Un solete
Lunes 02 de Septiembre
«El acto de escribir consiste en violentar las palabras, ponerlas en predicamento para que expresen más de lo que expresan»
Juan Jose Arreola.
El frio. La guerra desde el frio. La guerra que no se ve. Que se presiente y ocurre desde el escondite.
Los helados. Muertos no por balas ni misiles sino por el hielo, la nieve, el frio. Los guantes baratos, los trajes militares viejos y la sangre joven -demasiado joven y sin sueldo-, que no aguanta. Los verdaderos enemigos de los pichis son el frio y el hambre. No los ingleses.
Billetes de 100 dólares que (casi) nadie quiere, mucho menos los billetes de pesos ley argentinos. Prefieren los paquetes de cigarrillos. Prefieren la mercancía que pueden trocar con los del otro bando. Y esconderse en la madriguera de los pichis.
Relato reconstruido desde Buenos Aires. Alguien –escritor, tal vez periodista- graba. Un excombatiente recuerda. Narra. Reconstruye. Los nombres son apodos. Los rasgos son provincianos –hay pocos porteños en la pichicera, hay poco Buenos Aires. La patria grande se deja ver en las batallas y en los anuncios de cerveza Quilmes.
«Son los personajes de un país sin patria», dice Fogwill y Beatriz Sarlo apunta en su revisión del libro que «vienen de todas las provincias y en cada uno de ellos está ausente el lazo que constituye una identidad nacional».
La atmósfera que dibuja Fogwill en las islas Malvinas es de frio. Soledad. Ripio. Arena. Barro. Pingüinos o lombrices como mascotas. Desamparo, rabia.
Qué haríamos si estuviéramos en el campo de batalla de una guerra absurda. Declarada por un militar borracho. Qué haríamos sino quedarnos escondidos como un pichiciego, intentando sobrevivir mientras otros mueren en el camino o a nuestro lado. Qué haríamos sino tranzar con los enemigos, leyes de supervivencia, ceder un dato que no haga daño a nadie (al menos hasta donde uno pueda ver) a cambio de un poco de kerosene para mantenerse calentitos –los cuerpos que han tenido calor aguantan mejor el frio-.

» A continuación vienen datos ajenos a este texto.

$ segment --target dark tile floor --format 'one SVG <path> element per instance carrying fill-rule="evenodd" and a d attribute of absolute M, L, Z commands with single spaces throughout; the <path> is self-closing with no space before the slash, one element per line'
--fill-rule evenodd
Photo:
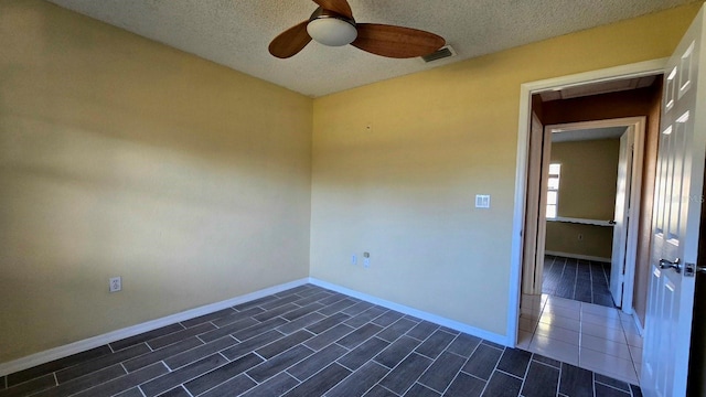
<path fill-rule="evenodd" d="M 553 255 L 544 257 L 543 293 L 616 308 L 609 286 L 610 264 Z"/>
<path fill-rule="evenodd" d="M 0 377 L 9 396 L 641 396 L 306 285 Z"/>

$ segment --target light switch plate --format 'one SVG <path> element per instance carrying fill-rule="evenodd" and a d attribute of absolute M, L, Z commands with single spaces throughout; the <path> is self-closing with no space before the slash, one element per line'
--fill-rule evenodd
<path fill-rule="evenodd" d="M 490 208 L 490 194 L 477 194 L 475 195 L 477 208 Z"/>

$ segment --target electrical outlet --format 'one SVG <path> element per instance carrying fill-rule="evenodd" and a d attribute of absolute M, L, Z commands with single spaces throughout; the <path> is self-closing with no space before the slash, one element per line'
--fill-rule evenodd
<path fill-rule="evenodd" d="M 111 277 L 108 280 L 108 288 L 110 292 L 118 292 L 122 290 L 122 277 Z"/>

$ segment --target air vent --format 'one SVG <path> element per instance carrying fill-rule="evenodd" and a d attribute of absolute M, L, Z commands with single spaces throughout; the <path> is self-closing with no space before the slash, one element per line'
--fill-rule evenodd
<path fill-rule="evenodd" d="M 453 51 L 453 49 L 450 45 L 445 45 L 441 49 L 432 52 L 431 54 L 422 56 L 421 60 L 425 63 L 429 63 L 429 62 L 436 62 L 436 61 L 443 60 L 451 56 L 456 56 L 456 51 Z"/>

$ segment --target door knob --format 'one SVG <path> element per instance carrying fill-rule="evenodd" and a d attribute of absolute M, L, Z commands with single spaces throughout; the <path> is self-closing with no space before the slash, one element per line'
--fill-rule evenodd
<path fill-rule="evenodd" d="M 682 260 L 680 258 L 674 261 L 660 259 L 660 269 L 674 269 L 676 272 L 682 272 Z"/>

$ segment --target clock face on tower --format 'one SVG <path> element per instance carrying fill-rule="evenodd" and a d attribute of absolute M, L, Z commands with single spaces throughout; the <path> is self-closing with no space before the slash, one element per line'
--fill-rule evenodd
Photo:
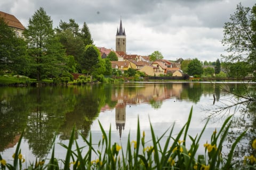
<path fill-rule="evenodd" d="M 119 30 L 118 28 L 117 28 L 117 31 L 116 35 L 116 51 L 124 52 L 126 53 L 126 36 L 124 28 L 123 29 L 122 20 L 121 20 L 119 28 Z"/>

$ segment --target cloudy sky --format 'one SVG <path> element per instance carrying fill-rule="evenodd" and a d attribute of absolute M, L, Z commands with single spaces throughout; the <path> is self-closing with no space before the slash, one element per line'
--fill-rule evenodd
<path fill-rule="evenodd" d="M 87 24 L 97 46 L 115 50 L 120 19 L 126 34 L 126 53 L 148 55 L 156 50 L 164 59 L 197 58 L 215 61 L 225 54 L 223 26 L 236 5 L 252 7 L 253 0 L 8 0 L 0 11 L 27 27 L 40 7 L 53 22 L 73 19 Z"/>

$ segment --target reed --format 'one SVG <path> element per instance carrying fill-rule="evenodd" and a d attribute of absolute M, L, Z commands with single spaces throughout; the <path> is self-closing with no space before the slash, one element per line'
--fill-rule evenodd
<path fill-rule="evenodd" d="M 228 117 L 223 123 L 219 132 L 213 132 L 210 142 L 206 141 L 204 155 L 197 154 L 199 141 L 209 121 L 206 122 L 201 133 L 191 137 L 188 134 L 192 117 L 191 108 L 187 123 L 178 134 L 174 134 L 175 124 L 167 129 L 161 136 L 156 135 L 151 122 L 151 139 L 145 141 L 145 132 L 141 133 L 140 122 L 138 118 L 136 141 L 131 141 L 128 135 L 126 150 L 118 143 L 112 144 L 111 125 L 107 134 L 99 122 L 102 138 L 98 144 L 93 143 L 92 134 L 88 138 L 83 137 L 85 145 L 79 146 L 75 138 L 75 128 L 70 135 L 68 146 L 60 143 L 67 150 L 66 158 L 59 160 L 54 156 L 54 142 L 52 143 L 51 158 L 36 159 L 26 167 L 22 167 L 24 158 L 21 155 L 20 144 L 21 137 L 13 156 L 13 163 L 7 164 L 4 157 L 0 155 L 0 169 L 251 169 L 256 165 L 254 156 L 245 157 L 243 167 L 237 168 L 237 162 L 232 161 L 233 154 L 236 146 L 244 135 L 242 133 L 231 146 L 227 158 L 223 158 L 222 146 L 231 123 L 232 116 Z M 167 137 L 167 138 L 166 138 Z M 161 142 L 164 141 L 164 144 Z M 186 143 L 189 141 L 190 144 Z M 256 149 L 256 140 L 252 147 Z M 148 145 L 149 144 L 150 144 Z M 84 151 L 84 150 L 86 150 Z M 96 155 L 93 159 L 92 155 Z M 61 163 L 62 163 L 62 164 Z M 63 167 L 61 167 L 60 164 Z"/>

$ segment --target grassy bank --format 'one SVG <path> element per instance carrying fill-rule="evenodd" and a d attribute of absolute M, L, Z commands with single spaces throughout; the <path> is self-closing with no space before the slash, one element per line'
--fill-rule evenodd
<path fill-rule="evenodd" d="M 40 82 L 45 83 L 51 83 L 52 81 L 50 80 L 43 80 Z M 28 86 L 37 83 L 35 79 L 30 79 L 25 76 L 17 76 L 11 75 L 4 75 L 0 76 L 0 86 Z"/>
<path fill-rule="evenodd" d="M 199 142 L 207 122 L 199 134 L 192 137 L 188 134 L 192 117 L 191 109 L 187 123 L 179 132 L 173 134 L 173 124 L 161 136 L 156 136 L 150 124 L 151 140 L 145 141 L 144 132 L 141 132 L 138 119 L 137 139 L 131 140 L 128 137 L 126 150 L 111 141 L 111 126 L 107 134 L 99 122 L 102 139 L 95 144 L 90 133 L 86 139 L 80 134 L 85 144 L 79 146 L 75 139 L 75 128 L 71 133 L 68 145 L 59 144 L 66 149 L 66 158 L 60 160 L 54 156 L 54 142 L 51 147 L 52 154 L 49 159 L 35 159 L 25 167 L 26 160 L 21 148 L 21 137 L 13 156 L 12 164 L 6 163 L 4 155 L 0 155 L 2 169 L 254 169 L 256 159 L 252 155 L 245 157 L 244 163 L 233 160 L 236 146 L 245 132 L 242 133 L 233 144 L 227 157 L 222 157 L 222 146 L 231 125 L 230 116 L 223 123 L 219 132 L 212 132 L 209 142 L 203 146 Z M 164 140 L 164 144 L 161 141 Z M 189 141 L 189 142 L 188 142 Z M 190 143 L 191 144 L 187 144 Z M 252 147 L 256 149 L 256 140 Z M 204 147 L 205 154 L 197 154 L 199 147 Z M 86 151 L 84 151 L 86 150 Z M 84 150 L 84 151 L 83 151 Z M 97 155 L 94 157 L 92 155 Z M 60 166 L 60 165 L 62 165 Z"/>

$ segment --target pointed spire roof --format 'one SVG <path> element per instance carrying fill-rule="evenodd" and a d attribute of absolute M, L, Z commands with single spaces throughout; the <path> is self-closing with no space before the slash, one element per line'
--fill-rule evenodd
<path fill-rule="evenodd" d="M 125 31 L 124 31 L 124 30 L 123 30 L 123 26 L 122 24 L 122 19 L 120 19 L 120 26 L 119 28 L 119 31 L 118 31 L 118 28 L 117 28 L 117 31 L 116 32 L 116 36 L 125 36 Z"/>

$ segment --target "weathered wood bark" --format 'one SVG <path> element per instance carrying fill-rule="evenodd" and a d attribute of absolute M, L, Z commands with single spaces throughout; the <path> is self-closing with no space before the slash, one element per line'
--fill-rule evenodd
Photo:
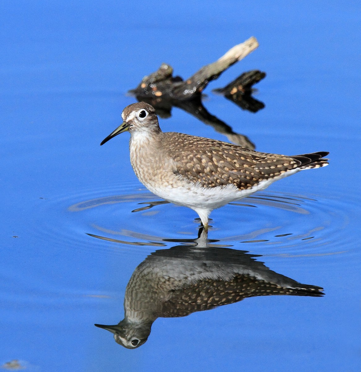
<path fill-rule="evenodd" d="M 139 85 L 130 93 L 137 97 L 165 96 L 173 99 L 187 100 L 200 95 L 209 81 L 217 78 L 230 66 L 244 58 L 258 46 L 252 36 L 230 49 L 215 62 L 202 67 L 186 80 L 173 77 L 173 69 L 163 64 L 158 70 L 144 77 Z"/>

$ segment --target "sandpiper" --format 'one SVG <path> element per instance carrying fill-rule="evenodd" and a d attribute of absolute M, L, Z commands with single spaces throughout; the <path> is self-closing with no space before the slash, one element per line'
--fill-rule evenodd
<path fill-rule="evenodd" d="M 208 229 L 213 209 L 263 190 L 300 170 L 328 164 L 326 151 L 286 156 L 183 133 L 162 132 L 154 108 L 144 102 L 127 106 L 123 123 L 101 145 L 130 133 L 130 161 L 152 192 L 193 209 Z"/>

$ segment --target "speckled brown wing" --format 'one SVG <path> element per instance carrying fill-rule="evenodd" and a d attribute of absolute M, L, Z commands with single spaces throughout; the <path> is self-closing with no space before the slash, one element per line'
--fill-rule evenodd
<path fill-rule="evenodd" d="M 231 279 L 204 279 L 194 284 L 172 291 L 157 315 L 163 317 L 184 317 L 257 296 L 287 295 L 323 295 L 322 288 L 300 283 L 299 288 L 282 287 L 248 275 L 236 274 Z"/>
<path fill-rule="evenodd" d="M 261 181 L 297 167 L 326 165 L 327 159 L 321 158 L 328 153 L 286 156 L 188 135 L 164 134 L 169 154 L 175 161 L 174 173 L 204 187 L 233 184 L 240 190 L 251 189 Z"/>

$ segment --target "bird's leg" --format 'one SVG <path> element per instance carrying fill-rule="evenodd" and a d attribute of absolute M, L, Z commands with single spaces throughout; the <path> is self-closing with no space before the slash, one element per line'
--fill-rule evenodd
<path fill-rule="evenodd" d="M 203 226 L 203 228 L 204 229 L 204 231 L 206 232 L 208 232 L 208 216 L 209 215 L 209 213 L 211 213 L 210 211 L 206 211 L 204 209 L 198 209 L 198 210 L 195 210 L 198 214 L 198 215 L 199 216 L 199 218 L 201 219 L 201 221 L 202 222 L 202 225 Z"/>

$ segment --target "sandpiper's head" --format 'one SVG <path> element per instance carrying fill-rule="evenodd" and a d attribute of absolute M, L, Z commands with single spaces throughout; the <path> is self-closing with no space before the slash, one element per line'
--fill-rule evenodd
<path fill-rule="evenodd" d="M 121 125 L 103 140 L 101 146 L 113 137 L 127 131 L 131 134 L 137 131 L 157 132 L 160 131 L 154 108 L 145 102 L 127 106 L 123 110 L 121 117 L 124 121 Z"/>
<path fill-rule="evenodd" d="M 139 347 L 146 341 L 152 323 L 152 321 L 133 323 L 124 319 L 114 326 L 94 325 L 113 333 L 117 343 L 127 349 L 133 349 Z"/>

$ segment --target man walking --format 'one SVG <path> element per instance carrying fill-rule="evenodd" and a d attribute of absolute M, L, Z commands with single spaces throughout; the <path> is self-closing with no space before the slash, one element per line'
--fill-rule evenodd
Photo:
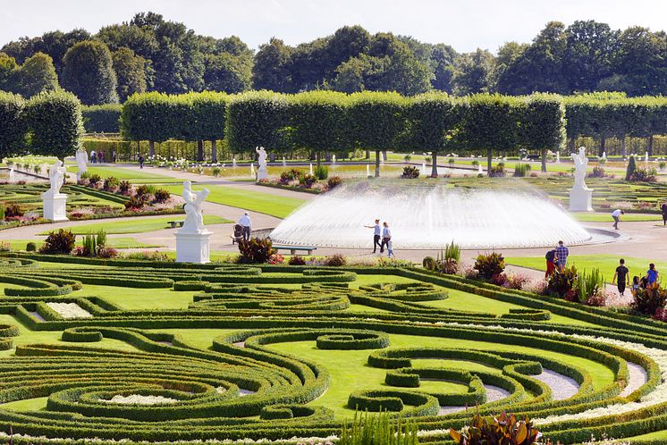
<path fill-rule="evenodd" d="M 621 295 L 621 297 L 625 292 L 625 283 L 628 281 L 629 273 L 629 271 L 625 266 L 625 260 L 623 258 L 621 258 L 621 260 L 619 261 L 619 266 L 616 268 L 616 272 L 613 273 L 612 284 L 615 283 L 616 279 L 618 278 L 619 295 Z"/>
<path fill-rule="evenodd" d="M 248 212 L 243 214 L 243 216 L 241 217 L 239 220 L 239 225 L 241 226 L 241 235 L 243 236 L 243 240 L 247 241 L 250 239 L 250 230 L 252 227 L 252 222 L 250 221 L 250 217 L 248 215 Z"/>
<path fill-rule="evenodd" d="M 625 214 L 625 212 L 623 212 L 620 208 L 617 208 L 616 210 L 612 212 L 612 218 L 613 218 L 613 228 L 617 231 L 619 230 L 619 222 L 621 221 L 621 214 Z"/>
<path fill-rule="evenodd" d="M 558 241 L 558 247 L 556 248 L 556 260 L 558 260 L 558 268 L 561 270 L 565 269 L 568 264 L 568 256 L 570 250 L 565 247 L 565 243 Z"/>
<path fill-rule="evenodd" d="M 380 220 L 376 220 L 376 225 L 365 225 L 367 229 L 373 229 L 373 253 L 375 254 L 377 251 L 377 247 L 380 247 L 380 253 L 382 253 L 382 245 L 380 244 L 380 239 L 382 238 L 380 236 L 381 229 L 380 229 Z"/>

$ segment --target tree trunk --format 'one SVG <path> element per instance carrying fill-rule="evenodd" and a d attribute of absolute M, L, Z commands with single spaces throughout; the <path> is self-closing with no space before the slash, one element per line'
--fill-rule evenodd
<path fill-rule="evenodd" d="M 217 140 L 211 140 L 211 162 L 217 164 Z"/>
<path fill-rule="evenodd" d="M 203 140 L 197 141 L 197 160 L 198 162 L 204 161 L 204 141 Z"/>
<path fill-rule="evenodd" d="M 542 172 L 546 172 L 546 148 L 542 148 Z"/>
<path fill-rule="evenodd" d="M 380 177 L 380 150 L 376 150 L 376 178 Z"/>

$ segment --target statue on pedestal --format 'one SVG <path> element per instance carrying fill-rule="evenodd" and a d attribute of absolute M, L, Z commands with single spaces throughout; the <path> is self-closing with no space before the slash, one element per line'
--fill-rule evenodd
<path fill-rule="evenodd" d="M 192 191 L 192 182 L 183 182 L 183 199 L 185 199 L 185 222 L 179 233 L 204 233 L 207 228 L 204 225 L 204 216 L 201 206 L 206 201 L 210 191 L 204 189 L 201 191 Z"/>

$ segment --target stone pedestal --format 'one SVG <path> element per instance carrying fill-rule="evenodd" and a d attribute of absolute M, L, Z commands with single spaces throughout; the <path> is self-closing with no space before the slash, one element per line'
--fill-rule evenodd
<path fill-rule="evenodd" d="M 593 189 L 570 189 L 570 212 L 593 212 Z"/>
<path fill-rule="evenodd" d="M 57 195 L 42 195 L 42 206 L 44 207 L 44 219 L 55 222 L 59 221 L 69 221 L 67 217 L 67 195 L 58 193 Z"/>
<path fill-rule="evenodd" d="M 176 263 L 210 263 L 211 231 L 201 233 L 176 232 Z"/>

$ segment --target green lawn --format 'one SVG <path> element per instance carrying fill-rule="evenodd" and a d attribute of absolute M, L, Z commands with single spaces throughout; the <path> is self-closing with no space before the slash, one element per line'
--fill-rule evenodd
<path fill-rule="evenodd" d="M 195 190 L 204 188 L 211 190 L 207 200 L 250 210 L 260 214 L 270 214 L 278 218 L 285 218 L 288 214 L 301 206 L 306 201 L 296 197 L 279 197 L 270 193 L 263 193 L 254 190 L 245 190 L 232 187 L 216 185 L 195 185 Z M 174 194 L 183 191 L 182 186 L 167 186 L 165 189 Z"/>
<path fill-rule="evenodd" d="M 182 221 L 185 218 L 184 214 L 173 214 L 171 216 L 164 216 L 161 218 L 136 218 L 131 221 L 121 221 L 114 222 L 108 221 L 104 222 L 93 222 L 90 224 L 84 224 L 79 226 L 73 226 L 70 229 L 72 232 L 76 235 L 85 235 L 89 232 L 96 232 L 99 230 L 104 230 L 108 234 L 114 233 L 143 233 L 146 231 L 155 231 L 161 229 L 167 229 L 169 226 L 167 222 L 169 221 Z M 230 220 L 221 218 L 215 214 L 205 214 L 204 223 L 206 224 L 226 224 L 232 222 Z M 42 232 L 40 235 L 47 235 L 48 232 Z"/>
<path fill-rule="evenodd" d="M 595 267 L 600 269 L 604 280 L 612 282 L 613 273 L 619 265 L 619 259 L 621 256 L 617 255 L 572 255 L 568 256 L 568 265 L 576 265 L 578 269 L 592 270 Z M 663 271 L 667 273 L 667 261 L 658 261 L 649 258 L 636 258 L 632 256 L 624 256 L 625 265 L 630 271 L 630 277 L 637 275 L 642 277 L 646 275 L 649 263 L 654 263 L 658 272 Z M 520 265 L 544 271 L 545 269 L 544 256 L 523 256 L 505 258 L 505 263 L 509 264 Z"/>
<path fill-rule="evenodd" d="M 582 222 L 606 222 L 613 224 L 612 212 L 574 212 L 570 214 L 574 219 Z M 623 222 L 635 222 L 638 221 L 663 221 L 663 216 L 656 214 L 625 214 L 621 215 L 621 226 Z"/>
<path fill-rule="evenodd" d="M 34 242 L 38 248 L 44 242 L 44 239 L 36 238 L 34 239 L 8 239 L 9 245 L 12 247 L 12 250 L 25 250 L 26 244 L 29 242 Z M 77 239 L 77 246 L 81 245 L 81 239 Z M 115 248 L 161 248 L 162 246 L 146 244 L 137 240 L 134 238 L 123 237 L 123 238 L 107 238 L 106 245 Z"/>

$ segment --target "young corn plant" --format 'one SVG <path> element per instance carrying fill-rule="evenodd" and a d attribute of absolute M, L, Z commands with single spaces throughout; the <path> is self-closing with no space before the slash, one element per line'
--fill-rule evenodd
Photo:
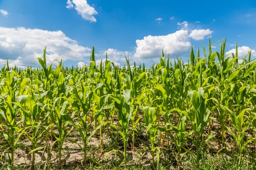
<path fill-rule="evenodd" d="M 179 170 L 180 169 L 180 161 L 181 159 L 180 155 L 181 154 L 182 148 L 183 148 L 184 146 L 186 139 L 188 137 L 189 137 L 193 132 L 193 131 L 191 131 L 187 133 L 185 131 L 185 121 L 186 120 L 186 115 L 189 116 L 189 113 L 185 111 L 182 111 L 179 109 L 171 109 L 169 111 L 177 111 L 179 114 L 180 114 L 179 116 L 178 124 L 177 126 L 175 126 L 174 125 L 169 123 L 166 124 L 165 125 L 166 126 L 169 124 L 170 126 L 172 131 L 174 131 L 175 134 L 175 135 L 174 135 L 172 133 L 170 133 L 169 136 L 171 136 L 171 138 L 174 143 L 177 150 L 175 159 L 177 163 L 177 169 Z M 183 113 L 183 114 L 185 116 L 182 116 L 182 114 L 180 113 Z"/>
<path fill-rule="evenodd" d="M 168 133 L 168 131 L 164 129 L 158 127 L 157 124 L 156 110 L 154 107 L 145 106 L 142 109 L 144 113 L 145 125 L 146 128 L 146 132 L 148 135 L 151 147 L 149 149 L 146 147 L 146 148 L 152 156 L 152 162 L 153 166 L 154 164 L 154 153 L 157 151 L 157 170 L 158 170 L 160 149 L 158 147 L 155 147 L 154 143 L 156 141 L 156 138 L 159 131 L 166 131 L 167 133 Z"/>
<path fill-rule="evenodd" d="M 128 130 L 130 121 L 132 117 L 133 101 L 131 101 L 131 90 L 122 91 L 122 94 L 109 96 L 115 102 L 115 109 L 117 111 L 118 122 L 122 130 L 119 130 L 115 125 L 109 125 L 112 128 L 118 131 L 122 136 L 124 144 L 123 154 L 125 157 L 125 164 L 127 163 L 126 150 L 130 133 Z"/>
<path fill-rule="evenodd" d="M 236 115 L 228 108 L 224 106 L 224 108 L 230 114 L 231 124 L 235 128 L 235 129 L 233 129 L 226 126 L 227 129 L 232 134 L 236 144 L 239 154 L 238 165 L 241 165 L 244 150 L 247 147 L 249 143 L 256 139 L 254 138 L 245 139 L 244 133 L 250 128 L 251 122 L 256 119 L 256 117 L 251 114 L 248 115 L 249 117 L 246 116 L 246 113 L 250 113 L 251 112 L 251 109 L 249 108 L 243 110 Z"/>
<path fill-rule="evenodd" d="M 187 114 L 187 119 L 191 124 L 191 127 L 195 135 L 195 138 L 189 137 L 192 142 L 195 145 L 196 150 L 196 160 L 198 162 L 202 156 L 202 151 L 205 145 L 205 141 L 203 140 L 202 136 L 204 132 L 204 127 L 207 125 L 207 122 L 211 113 L 210 110 L 207 108 L 204 89 L 198 88 L 198 91 L 189 91 L 189 97 L 190 103 L 189 111 L 191 116 Z M 212 136 L 209 137 L 212 137 Z M 186 150 L 188 152 L 189 150 Z"/>
<path fill-rule="evenodd" d="M 58 132 L 58 136 L 55 135 L 54 132 L 52 132 L 51 133 L 56 140 L 55 142 L 57 142 L 58 144 L 59 169 L 60 169 L 61 167 L 61 150 L 62 146 L 70 133 L 74 127 L 76 126 L 72 119 L 74 116 L 74 112 L 71 116 L 68 115 L 67 114 L 67 108 L 69 107 L 69 103 L 68 101 L 65 101 L 62 103 L 61 99 L 60 98 L 57 98 L 55 99 L 52 105 L 50 114 L 52 125 L 55 125 L 56 126 Z M 67 131 L 67 128 L 69 124 L 71 124 L 73 126 Z"/>

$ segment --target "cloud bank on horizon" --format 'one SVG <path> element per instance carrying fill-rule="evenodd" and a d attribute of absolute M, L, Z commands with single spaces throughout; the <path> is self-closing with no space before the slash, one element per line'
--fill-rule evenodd
<path fill-rule="evenodd" d="M 67 0 L 65 5 L 68 9 L 74 9 L 85 20 L 84 22 L 92 23 L 90 24 L 96 24 L 97 20 L 95 16 L 99 14 L 95 6 L 90 5 L 87 0 Z M 5 9 L 0 9 L 0 12 L 2 15 L 0 17 L 6 17 L 9 14 Z M 168 34 L 162 35 L 148 34 L 143 38 L 135 39 L 133 50 L 120 51 L 113 46 L 102 48 L 96 54 L 96 64 L 99 64 L 102 59 L 103 61 L 105 60 L 106 53 L 108 60 L 118 65 L 125 64 L 125 56 L 128 57 L 131 62 L 149 64 L 158 62 L 162 50 L 165 54 L 169 54 L 172 59 L 176 56 L 183 57 L 189 54 L 192 42 L 210 38 L 215 32 L 208 28 L 202 28 L 203 23 L 198 20 L 178 22 L 180 20 L 174 16 L 154 18 L 152 20 L 161 24 L 166 22 L 166 20 L 174 22 L 175 20 L 177 29 L 170 31 Z M 215 21 L 214 20 L 213 22 Z M 42 57 L 43 49 L 46 46 L 47 64 L 50 64 L 55 60 L 60 60 L 62 59 L 64 62 L 74 61 L 77 63 L 78 67 L 81 67 L 88 64 L 87 61 L 92 50 L 79 44 L 80 42 L 68 37 L 61 30 L 48 31 L 26 27 L 8 28 L 0 25 L 0 65 L 6 64 L 8 58 L 11 66 L 23 67 L 30 65 L 34 59 Z M 212 48 L 218 48 L 216 46 Z M 238 47 L 239 55 L 244 57 L 250 50 L 252 56 L 256 56 L 256 51 L 247 46 Z M 233 48 L 226 54 L 227 55 L 234 52 L 235 49 Z M 38 64 L 35 62 L 33 64 L 36 67 L 39 65 Z"/>

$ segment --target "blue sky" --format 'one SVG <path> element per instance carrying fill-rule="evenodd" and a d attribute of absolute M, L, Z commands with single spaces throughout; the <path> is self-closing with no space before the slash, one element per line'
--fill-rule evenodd
<path fill-rule="evenodd" d="M 227 52 L 237 42 L 243 57 L 256 48 L 255 28 L 253 0 L 0 0 L 0 65 L 8 58 L 30 65 L 47 45 L 49 63 L 62 58 L 65 65 L 81 66 L 89 64 L 94 45 L 98 60 L 107 51 L 116 64 L 125 64 L 125 54 L 150 66 L 162 48 L 186 61 L 191 45 L 201 50 L 209 37 L 227 37 Z"/>

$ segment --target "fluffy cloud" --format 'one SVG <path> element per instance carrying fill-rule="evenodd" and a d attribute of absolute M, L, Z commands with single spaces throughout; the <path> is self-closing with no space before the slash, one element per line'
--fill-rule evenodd
<path fill-rule="evenodd" d="M 103 65 L 105 65 L 105 61 L 106 61 L 106 59 L 102 59 L 102 64 Z M 117 62 L 116 62 L 114 61 L 113 61 L 111 60 L 108 59 L 108 61 L 110 62 L 113 62 L 115 65 L 118 65 L 120 66 L 120 63 Z M 96 65 L 100 65 L 100 62 L 101 62 L 101 60 L 98 60 L 95 61 L 95 62 L 96 63 Z"/>
<path fill-rule="evenodd" d="M 7 16 L 8 14 L 8 12 L 3 9 L 0 9 L 0 12 L 4 16 Z"/>
<path fill-rule="evenodd" d="M 46 45 L 48 65 L 61 58 L 63 61 L 81 60 L 90 56 L 91 51 L 79 45 L 61 31 L 0 27 L 0 57 L 4 59 L 0 60 L 0 64 L 5 64 L 8 58 L 12 65 L 30 65 L 35 59 L 42 57 Z"/>
<path fill-rule="evenodd" d="M 84 20 L 91 22 L 96 21 L 93 15 L 98 14 L 98 12 L 94 8 L 87 3 L 86 0 L 72 0 L 72 2 L 71 0 L 68 0 L 67 3 L 67 8 L 69 9 L 73 8 L 75 5 L 75 9 Z"/>
<path fill-rule="evenodd" d="M 187 21 L 183 21 L 182 23 L 178 22 L 177 25 L 181 26 L 182 30 L 188 30 L 189 29 L 189 23 Z"/>
<path fill-rule="evenodd" d="M 108 60 L 109 59 L 118 63 L 126 62 L 125 56 L 128 57 L 130 55 L 132 55 L 131 53 L 128 53 L 128 51 L 122 51 L 116 49 L 108 48 L 106 51 L 102 51 L 101 55 L 100 54 L 102 58 L 105 57 L 106 52 L 107 52 Z"/>
<path fill-rule="evenodd" d="M 67 6 L 66 6 L 67 8 L 71 9 L 74 8 L 74 5 L 73 5 L 73 3 L 72 3 L 71 0 L 67 0 Z"/>
<path fill-rule="evenodd" d="M 189 34 L 189 37 L 195 40 L 201 40 L 205 37 L 209 36 L 213 31 L 209 29 L 194 29 Z"/>
<path fill-rule="evenodd" d="M 160 21 L 160 20 L 163 20 L 163 18 L 157 18 L 157 19 L 156 19 L 156 20 L 158 20 L 158 21 Z"/>
<path fill-rule="evenodd" d="M 237 48 L 237 53 L 238 57 L 244 57 L 247 55 L 248 55 L 248 53 L 251 50 L 251 55 L 252 56 L 256 56 L 256 51 L 254 50 L 251 49 L 249 47 L 243 46 L 242 47 L 239 47 Z M 226 55 L 229 55 L 231 53 L 236 54 L 236 48 L 233 48 L 232 50 L 229 51 L 226 53 Z M 230 57 L 231 57 L 231 54 Z"/>
<path fill-rule="evenodd" d="M 83 67 L 84 67 L 86 65 L 87 65 L 86 64 L 85 64 L 85 63 L 84 63 L 83 62 L 79 62 L 79 63 L 77 63 L 77 67 L 79 68 L 82 68 Z"/>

El 14 de junio de 1982, apenas días después de la rendición de Argentina frente a Reino Unido en la Guerra de Malvinas, Fogwill publica esta novela corta -156 páginas- en un tono desapegado y crudo, simula el alegato real de un combatiente, recrea el afán de testimonio, de punto de vista del testigo que también es parte, aunque se esconde.
Fogwill intenta un texto «contra las modalidades dominantes de concebir la guerra y la literatura», explica la contraportada de mi edición de Interzona (en España, publica Periférica). Lo escribió en tres días. Como «una alegoría sobre el sistema cultural argentino», dijo en alguna entrevista y siguió repitiéndolo hasta el final, porque «la argentinidad actual es pichiciega: vive del pequeño comercio con los amigos y los enemigos, medra, se oculta bajo tierra.»
El primer borrador de la novela circuló entre críticos y editores antes de la rendición. No era alegato ni testimonio, sino un experimento de ficción. No había soldados aún que hubieran contado lo que vivieron en las islas. Pero justo antes de su publicación y tal vez inspirada por esa lectura de borradores, Editorial Galerna le robó la idea y publicó Los chicos de la guerra, un libro de entrevistas a ex combatientes.
Los pichis como fantasmas. No existen. No existieron. No hacía falta que existieran. En ese ejercicio de ficción pura, Fogwill llega a denunciar por primera vez aquello que luego fue conocido como «los vuelos de la muerte» y que hace pocas semanas fue portada de periódicos en todo el mundo, con la histórica condena a cadena perpetua a los comandantes que tripularon los aviones desde los que arrojaban detenidos vivos al mar durante la última dictadura en Argentina (1976-1982).
El autor, que falleció en 2010, confesó que «siempre me cruzo con algún ex combatiente que leyó el libro y se reconoce en el desamparo y la rabia que viven mis personajes». Allí está la capacidad, la fortaleza de la ficción para crear y recrear la realidad. Más allá de los testimonios y las entrevistas. Más allá de editoriales que se adelantan y roban ideas.
Como decía Carlos Fuentes, «la obra [literaria] añade algo a la realidad que antes no estaba allí y, al hacerlo, forma la realidad… La cárcel del realismo es que por sus rejas sólo vemos lo que ya conocemos. La libertad del arte consiste, en cambio, en enseñarnos lo que no sabemos. El escritor y el artista no saben: imaginan. Su aventura consiste en decir lo que ignoran».